第七十一話 選ばれし9人の歌姫達②

 動画が終わると静まり返る店内、俺は電気を点けると再び皆の前に立ちゆっくりと告げる。


「と言うわけで、皆さんにはこれをやってもらいます」


「できるかあああああっ!」



 間髪入れずソフィリーナが叫びいつの間にか手にしていたビールの空き缶を俺に投げつけてきた。

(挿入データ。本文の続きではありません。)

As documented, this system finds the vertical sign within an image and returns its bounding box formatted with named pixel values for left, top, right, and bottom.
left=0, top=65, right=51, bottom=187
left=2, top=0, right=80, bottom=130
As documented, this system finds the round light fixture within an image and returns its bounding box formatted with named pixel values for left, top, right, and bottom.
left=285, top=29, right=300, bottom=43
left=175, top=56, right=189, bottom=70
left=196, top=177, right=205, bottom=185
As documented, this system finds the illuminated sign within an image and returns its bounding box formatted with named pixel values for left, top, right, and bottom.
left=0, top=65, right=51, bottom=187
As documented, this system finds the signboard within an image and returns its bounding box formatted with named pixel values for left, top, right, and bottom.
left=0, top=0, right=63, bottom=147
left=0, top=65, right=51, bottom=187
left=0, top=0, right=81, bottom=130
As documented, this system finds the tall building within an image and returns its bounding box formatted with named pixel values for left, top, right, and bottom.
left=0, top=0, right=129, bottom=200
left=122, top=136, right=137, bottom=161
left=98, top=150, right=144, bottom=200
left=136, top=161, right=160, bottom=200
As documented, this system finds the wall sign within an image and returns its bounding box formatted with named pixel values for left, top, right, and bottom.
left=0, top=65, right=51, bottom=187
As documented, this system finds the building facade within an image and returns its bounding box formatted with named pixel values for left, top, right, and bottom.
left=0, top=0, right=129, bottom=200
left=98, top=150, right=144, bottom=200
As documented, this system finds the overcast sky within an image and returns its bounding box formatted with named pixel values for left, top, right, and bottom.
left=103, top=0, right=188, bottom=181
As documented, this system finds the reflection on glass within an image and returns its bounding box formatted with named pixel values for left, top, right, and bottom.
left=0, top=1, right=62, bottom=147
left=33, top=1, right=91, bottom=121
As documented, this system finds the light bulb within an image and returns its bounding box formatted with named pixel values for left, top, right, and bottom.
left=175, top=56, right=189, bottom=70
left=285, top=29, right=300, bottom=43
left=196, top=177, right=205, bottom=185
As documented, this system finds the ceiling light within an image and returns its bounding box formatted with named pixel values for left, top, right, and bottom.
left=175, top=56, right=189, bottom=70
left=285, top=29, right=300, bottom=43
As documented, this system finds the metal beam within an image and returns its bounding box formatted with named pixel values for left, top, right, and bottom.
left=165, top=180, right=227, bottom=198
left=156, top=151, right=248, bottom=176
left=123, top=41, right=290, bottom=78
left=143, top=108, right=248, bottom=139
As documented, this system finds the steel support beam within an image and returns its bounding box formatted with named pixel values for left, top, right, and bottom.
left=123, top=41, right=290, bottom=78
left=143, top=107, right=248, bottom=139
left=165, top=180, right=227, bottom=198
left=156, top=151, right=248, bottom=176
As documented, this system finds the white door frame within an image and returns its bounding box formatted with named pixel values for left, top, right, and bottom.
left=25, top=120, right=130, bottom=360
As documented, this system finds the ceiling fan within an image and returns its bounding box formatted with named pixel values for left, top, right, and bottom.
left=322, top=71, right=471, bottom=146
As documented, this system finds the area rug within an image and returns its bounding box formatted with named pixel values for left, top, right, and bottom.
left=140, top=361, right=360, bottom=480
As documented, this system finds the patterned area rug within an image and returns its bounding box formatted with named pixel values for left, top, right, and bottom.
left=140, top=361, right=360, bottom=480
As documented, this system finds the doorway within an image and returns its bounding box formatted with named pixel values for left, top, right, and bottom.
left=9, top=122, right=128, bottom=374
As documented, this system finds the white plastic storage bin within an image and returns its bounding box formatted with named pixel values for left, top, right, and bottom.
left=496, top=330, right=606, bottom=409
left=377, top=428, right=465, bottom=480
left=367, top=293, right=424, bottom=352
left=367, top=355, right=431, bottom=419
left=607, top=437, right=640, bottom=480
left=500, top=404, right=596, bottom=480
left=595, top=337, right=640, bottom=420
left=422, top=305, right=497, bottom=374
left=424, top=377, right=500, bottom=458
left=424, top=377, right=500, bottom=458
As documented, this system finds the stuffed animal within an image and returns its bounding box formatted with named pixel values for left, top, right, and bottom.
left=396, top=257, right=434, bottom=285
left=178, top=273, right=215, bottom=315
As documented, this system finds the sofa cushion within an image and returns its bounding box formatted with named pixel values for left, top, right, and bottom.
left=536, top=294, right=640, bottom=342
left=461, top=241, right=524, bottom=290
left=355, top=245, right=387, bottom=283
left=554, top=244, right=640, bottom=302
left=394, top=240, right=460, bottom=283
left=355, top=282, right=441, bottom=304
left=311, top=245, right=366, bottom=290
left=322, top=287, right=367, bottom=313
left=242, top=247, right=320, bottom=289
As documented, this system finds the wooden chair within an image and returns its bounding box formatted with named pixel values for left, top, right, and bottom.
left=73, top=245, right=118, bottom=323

「あっ、てめえ! いつの間に飲みやがったんだこのやろうっ!」

「うるせーっ! あんた馬鹿でしょ? なんでこの歳になってこんな恥ずかしいことをしないといけないのよっ! あんたここに居るメンバーの平均年齢わかってんの? そこの角とかチ〇コとか生えてる一団の所為で200歳近いのよ? BBAアイドルグループなんてどこに需要あんのよっ!」


 魔族組を指差しながらなんか叫ぶソフィリーナであるが、チ〇コとか言うなよマジで……。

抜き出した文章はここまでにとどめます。